The way Mercado Bom Sucesso is designed — more kiosk space versus mostly large retail space — reminds me less of the cookie-cutter urban shopping centres that you’ll find all over the industrialized world and suggests, perhaps on a more subconscious level, that I’m supporting smaller business ventures. Whether that’s truly the case or it’s merely marketing at work here, it remains to be seen as I become more familiar with the retail environment in Portugal.

Anyway, back to Casa da Música… (You’ll see further down why Mercado Bom Sucesso gets a big introduction here.)

Casa da Música, Porto

Casa da Música, Porto

Casa da Música, Porto

Casa da Música, Porto

Casa da Música, Porto

Casa da Música, Porto

Casa da Música, Porto

Casa da Música, Porto

Photography and videography of performances is not allowed, so my only open rehearsal shots are of the warm-ups. Here’s a couple of VSCO shots — one of the full orchestra and another of, I’m guessing, a musician’s kid (?) with a gigantic stuffed teddy bear companion?

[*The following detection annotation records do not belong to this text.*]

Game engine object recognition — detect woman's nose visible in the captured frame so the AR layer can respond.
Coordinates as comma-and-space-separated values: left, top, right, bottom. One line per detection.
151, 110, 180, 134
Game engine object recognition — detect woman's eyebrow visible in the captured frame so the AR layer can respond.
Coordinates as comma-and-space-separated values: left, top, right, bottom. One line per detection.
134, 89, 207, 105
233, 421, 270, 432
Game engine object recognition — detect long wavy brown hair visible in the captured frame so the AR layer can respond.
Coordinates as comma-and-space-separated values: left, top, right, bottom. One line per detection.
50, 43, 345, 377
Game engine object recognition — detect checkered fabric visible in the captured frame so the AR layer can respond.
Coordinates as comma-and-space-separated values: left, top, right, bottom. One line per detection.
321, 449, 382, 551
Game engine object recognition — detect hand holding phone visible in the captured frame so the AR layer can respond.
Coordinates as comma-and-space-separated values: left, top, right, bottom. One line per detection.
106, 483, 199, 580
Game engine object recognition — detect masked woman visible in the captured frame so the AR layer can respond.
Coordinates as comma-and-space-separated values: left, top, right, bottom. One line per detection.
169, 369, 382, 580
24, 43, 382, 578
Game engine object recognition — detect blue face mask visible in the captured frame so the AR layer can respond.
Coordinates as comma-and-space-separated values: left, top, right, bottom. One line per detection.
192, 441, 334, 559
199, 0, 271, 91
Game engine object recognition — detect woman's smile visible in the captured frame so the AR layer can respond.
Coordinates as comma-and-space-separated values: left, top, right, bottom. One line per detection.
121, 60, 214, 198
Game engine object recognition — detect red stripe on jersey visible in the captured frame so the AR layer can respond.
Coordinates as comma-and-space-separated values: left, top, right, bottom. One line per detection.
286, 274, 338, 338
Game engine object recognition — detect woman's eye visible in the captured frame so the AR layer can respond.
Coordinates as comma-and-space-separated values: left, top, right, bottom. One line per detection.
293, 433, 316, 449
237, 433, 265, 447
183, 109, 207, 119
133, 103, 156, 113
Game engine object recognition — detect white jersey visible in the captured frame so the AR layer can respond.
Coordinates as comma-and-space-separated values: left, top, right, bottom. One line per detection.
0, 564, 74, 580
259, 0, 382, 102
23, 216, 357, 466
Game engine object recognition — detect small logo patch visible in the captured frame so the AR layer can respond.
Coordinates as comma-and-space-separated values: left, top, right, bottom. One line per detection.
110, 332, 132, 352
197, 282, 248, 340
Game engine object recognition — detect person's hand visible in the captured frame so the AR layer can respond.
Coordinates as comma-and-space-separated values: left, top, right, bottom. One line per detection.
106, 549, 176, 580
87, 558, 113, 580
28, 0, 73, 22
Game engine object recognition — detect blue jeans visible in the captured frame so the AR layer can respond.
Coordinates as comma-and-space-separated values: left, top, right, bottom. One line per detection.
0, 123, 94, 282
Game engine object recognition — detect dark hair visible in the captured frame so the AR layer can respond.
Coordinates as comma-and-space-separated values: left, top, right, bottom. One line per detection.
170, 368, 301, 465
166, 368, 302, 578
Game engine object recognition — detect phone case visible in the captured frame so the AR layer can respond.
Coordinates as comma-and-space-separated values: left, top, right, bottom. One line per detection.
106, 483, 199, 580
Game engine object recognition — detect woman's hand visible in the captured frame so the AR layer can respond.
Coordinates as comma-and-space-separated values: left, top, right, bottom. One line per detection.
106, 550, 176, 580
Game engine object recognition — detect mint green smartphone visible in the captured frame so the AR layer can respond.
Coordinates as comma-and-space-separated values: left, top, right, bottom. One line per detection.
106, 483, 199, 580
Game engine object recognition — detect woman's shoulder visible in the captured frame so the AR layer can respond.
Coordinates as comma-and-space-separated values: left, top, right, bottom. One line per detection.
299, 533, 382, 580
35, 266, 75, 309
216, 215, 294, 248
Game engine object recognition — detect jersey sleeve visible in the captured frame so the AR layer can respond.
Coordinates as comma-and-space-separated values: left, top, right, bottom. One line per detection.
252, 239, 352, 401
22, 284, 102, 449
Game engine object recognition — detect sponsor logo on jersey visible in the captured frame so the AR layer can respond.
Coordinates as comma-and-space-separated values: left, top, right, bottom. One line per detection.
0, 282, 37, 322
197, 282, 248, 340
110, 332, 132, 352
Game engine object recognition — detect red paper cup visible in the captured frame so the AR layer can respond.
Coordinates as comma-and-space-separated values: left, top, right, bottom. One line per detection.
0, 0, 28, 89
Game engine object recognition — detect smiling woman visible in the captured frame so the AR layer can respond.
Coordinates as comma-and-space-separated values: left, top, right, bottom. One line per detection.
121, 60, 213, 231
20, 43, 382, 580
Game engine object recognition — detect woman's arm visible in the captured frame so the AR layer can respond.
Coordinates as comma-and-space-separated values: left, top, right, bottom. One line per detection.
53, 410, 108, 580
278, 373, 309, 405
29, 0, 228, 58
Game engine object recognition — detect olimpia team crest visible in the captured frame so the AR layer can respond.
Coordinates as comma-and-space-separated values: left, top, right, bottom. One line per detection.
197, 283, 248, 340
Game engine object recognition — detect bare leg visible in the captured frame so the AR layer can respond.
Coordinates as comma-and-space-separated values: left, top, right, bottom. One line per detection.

On a related note, an article about the demands of being a conductor: (BigThink.com) Conducting Is Like Telepathy With 100 People

During the open rehearsal, I couldn’t help thinking I was listening to a film. Actually, a film score. From the dramatic music, I imagined that I was listening to an epic period piece where the protagonist gets shots down over a desert and has to survive a lack of food or water, getting chased by tribes, ride horses, and prays for rescue. Not that I can demonstrate any of that with the music since I couldn’t record it, but I here’s an unsteady 30-second videoclip of the warm-up and a few seconds of it to pique your imagination:

[video link]

The rehearsal continued until much longer than was printed on the tickets, well after 10pm, and Paulo (who had raced over directly from work) was starving by the time it was over. Since we were there with other couchsurfers, the next logical step was to ask around if anyone else wanted to go somewhere. And like any typical couchsurfing-led event with more than two people, deciding on a place to eat/drink took an extraordinarily long time, and mobilizing the crowd to get there took even longer. But in the end, where did we go?

Yep, Mercado Bom Sucesso, where I’d spent practically all afternoon between picking up the tickets at Casa da Música and the open rehearsal. Half of my Friday was spent between those two places! But I was surprised Mercado was open late (’til midnight it turns out), which really sets it apart from all the North American markets. Also, they had live music!